Today, land use law deals with everything from skyscrapers to cornfields, but the ability for towns to make land use decisions when it comes to high-risk, industrial activities is still one of the most important local powers.  This is why it is critical that with respect to fracking—an activity with understudied environmental and public health harms and one that can dramatically change the character of communities—local towns retain traditional land use authority.  This is also one of the reasons NRDC created the Community Fracking Defense Project.
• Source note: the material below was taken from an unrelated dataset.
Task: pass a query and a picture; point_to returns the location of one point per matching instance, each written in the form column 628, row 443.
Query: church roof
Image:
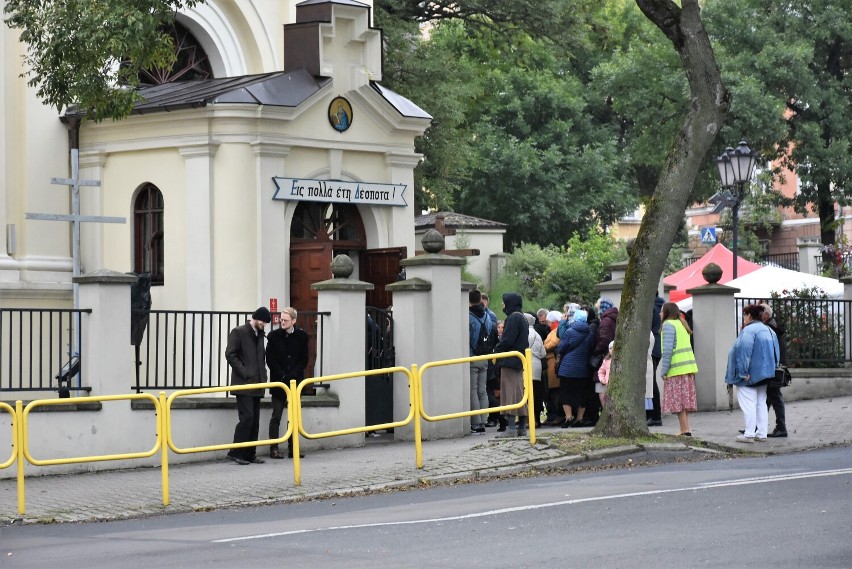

Protection from Trespass and Forced Pooling/Compulsory Integration

The law of trespass (another several hundred-year-old legal doctrine) protects a property owner’s right to keep stuff (or persons) off of their property that they don’t want to be there.  As the Supreme Court put it, a landowner’s “power to exclude has traditionally been considered one of the most treasured strands in an owner's bundle of property rights.”   The principle behind trespass is perhaps the simplest: if someone puts something on your land without your permission—that’s illegal.**

The states, however, can and do write laws that override the law of trespass, and one of those types of relates to “forced pooling” or “compulsory integration” of mineral rights.  Forced pooling laws allow drilling operators to take oil and gas from under an owner’s land without their permission, so long as they own or have leased enough of the mineral rights in a particular area.  In New York, for example, if an operator owns or has leased 60% of the land within a specified area around a well, known as “spacing unit,” they are allowed to forcibly take oil and gas from under the remaining 40% of the land, provided they pay a royalty to the owners of that land.
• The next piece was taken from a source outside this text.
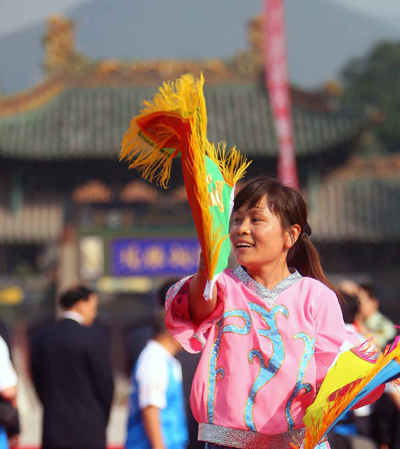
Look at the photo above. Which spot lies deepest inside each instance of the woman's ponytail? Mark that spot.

One of the original purposes of these laws was to protect landowners from having oil and gas sucked up from under their land without compensation, because “traditional” oil and gas deposits were generally found in large underground reservoirs, the contours of which were impossible to determine from the surface.  But with fracking, forced pooling doesn’t protect landowners at all because shale gas does not exist in a big pool or bubble. 
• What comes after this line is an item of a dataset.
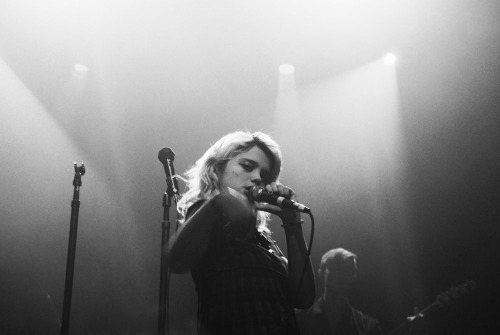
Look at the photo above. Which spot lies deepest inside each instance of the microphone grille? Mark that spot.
(166, 153)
Instead of sucking the gas up from a single piece of property, shale drillers usually get gas by drilling out horizontally under several people’s property and then fracking.  In other words, if you are a landowner, forced pooling laws allow drillers to drill into your subsurface land, and frack it, without your consent.

While forced pooling laws don’t protect landowners when it comes to shale gas, they do protect the drillers’ interests.  This is because these laws make it easier to frack under private land without the “hassle” of getting permission from private property owners.  To the extent that fracking may sometimes lead to future water contamination, it also makes it easier for these companies to put the health and property of local residents at risk.

Equal Protection for All

The conversation on fracking and property rights often focuses on the rights of the leasing landowner, but when fracking comes to a neighborhood it affects the property rights of everyone.  Whether it’s an apartment lease or the title to the family farm, most people have property rights in a piece of land, and the Constitution and the laws of the states protect all of those rights equally.  That’s why when it comes the decisions about fracking that affect a community’s health and property rights, it’s important for all local residents to have a say.



 *The Supreme Court has also noted that “[e]ver since Aldred's Case, it has been the settled law, both of this country and of England, that a man has no right to maintain a structure upon his own land, which, by reason of disgusting smells, loud or unusual noises, thick smoke, noxious vapors, the jarring of machinery, or the unwarrantable collection of flies, renders the occupancy of adjoining property dangerous, intolerable, or even uncomfortable to its tenants.” Camfield v. U. S., 167 U.S. 518, 522-23 (1897).

**For the wonks out there, the type of trespass I am describing in this section is “trespass to land” and the quote is from Loretto v. Teleprompter Manhattan CATV Corp., 458 U.S. 419, 435 (1982).